Journey with a quest: Bobo-Dioulasso, Burkina Faso, to find calabash bowls

I had heard the renowned market in Bobo-Doulasso, Burkina Faso, had the best calabash bowls in the country, although they were not as elaborately patterned as I later discovered on a trip to Cameroon. Aside from wanting to see this market, I couldn’t resist the name of this town, pronounced bobo-do-lasso. A day’s drive from the capital, Ouagadougou (pronounced waaga-do-goo), Bobo-Doulasso had it all: a market filled with local products, a vibrant history, the heart of the Bobo people, and exquisite Sahelian architecture like the Grand Mosque, with its many pilasters and minarets. Aside from these draws, I was on a mission to find calabash bowls, revered by women in West Africa.

Market ladies in Nigeria wearing calabash bowls as hats (dyed purple) for protection from the sun.

Market ladies in Nigeria wearing calabash bowls as hats (dyed purple) for protection from the sun.
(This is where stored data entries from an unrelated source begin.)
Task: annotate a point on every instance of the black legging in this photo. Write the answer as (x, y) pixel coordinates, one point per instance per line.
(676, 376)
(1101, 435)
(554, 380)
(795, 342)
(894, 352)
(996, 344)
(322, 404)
Significance of the calabash bowl and how it’s used

One of the most artistic and utilitarian crafts found in Cameroon, Nigeria, Togo, Ghana, Benin, Burkina Faso, Ethiopia, and Mali is the calabash bowl made from large gourds, which grow on the ground like pumpkins or on trees. My West African guide and friend of many years, Noah Katcha, explained that the watertight gourd is considered sacred, a gift from the ancestors, and linked with the everyday life of an African woman. This is why it’s given as part of a dowry or used in initiation ceremonies. On the practical side, it’s a container for carrying water from a well to the village, used in the kitchen for storing grains or water, or toted on market days when a woman fills her bowl with products, balancing the bowl on her head with dignified grace, in order to free her hands for other tasks. There is a small woven thatch ring that she places on her head first for better balance. Women in West Africa consider the calabash as one of their prized possessions.

Small woven thatch ring placed on the head to balance the calabash bowl

Small woven thatch ring placed on the head to balance the calabash bowl

The market starts in the early morning as vendors with their bundled goods arrive on crowded buses, taxi brousse (shared taxis), horse carts, or by foot. The housewares section is always crowded, so you approach it single file, trying not to engage the three or four “middlemen” who attach themselves to you, vying to be your negotiator for a small commission from the vendor. The calabash and basket vendors are easy to spot: their highly decorated bowls stacked high from the ground up appear like pillars from afar. The more expensive bowls with singed or painted designs draw a crowd. It’s hand over head sometimes to score the ones you like. What you break, you buy!

The vendors told me that a woman’s calabash bowl is a prized possession, an asset, and after marriage she will often place her bowls in high places within her mud hut or sleeve them in macramé hangings to protect them from children or store them when they are not in use. In the Fulani culture, the number of calabashes in her bedroom equal the number of years she has been married.